Opening of the epoxide ring of enantiopure (2R,1'S)-2-(1-aminoalkyl)epoxides with different organolithium compounds gave allylamines with total selectivity and in high yields.
J. M. Concellon, J. R. Suarez, V. del Solar, Org. Lett., 2006, 8, 349-351.

Copper-catalyzed [3 + 2] cycloadditions of N-tosylcyclopropylamine with alkynes and alkenes under visible light irradiation provide diversified aminated cyclopentene and cyclopentane derivatives being relevant for drug synthesis. The protocol is operationally simple, economically affordable, and compatible with a range of functionalities.
M. Kumar, S. Verma, V. Mishra, O. Reiser, A. K. Verma J. Org. Chem., 2022, 87, 6263-6272.
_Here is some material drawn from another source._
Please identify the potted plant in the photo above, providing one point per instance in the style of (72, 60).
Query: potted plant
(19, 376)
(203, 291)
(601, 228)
The reaction of various aromatic nitriles and conjugated alkenenitriles with 1.1 equiv of Ti(OiPr)4 and 2.2 equiv of EtMgBr followed by addition of a Lewis acid gave 1-arylcyclopropylamines and 1-alkenylcyclopropylamines in good yields.
P. Bertus, J. Szymoniak, J. Org. Chem., 2003, 68, 7133-7136.


The Crabtree’s reagent catalyzes the isomerization of N-sulfonyl 2,2-disubstituted aziridines to allyl amines under mild conditions without activation of the catalyst by hydrogen.
A. Cabré. G. Sciortino, G. Ujaque, X. Verdaguer, A. Lledós, A. Riera, Org. Lett., 2018, 20, 5747-5751.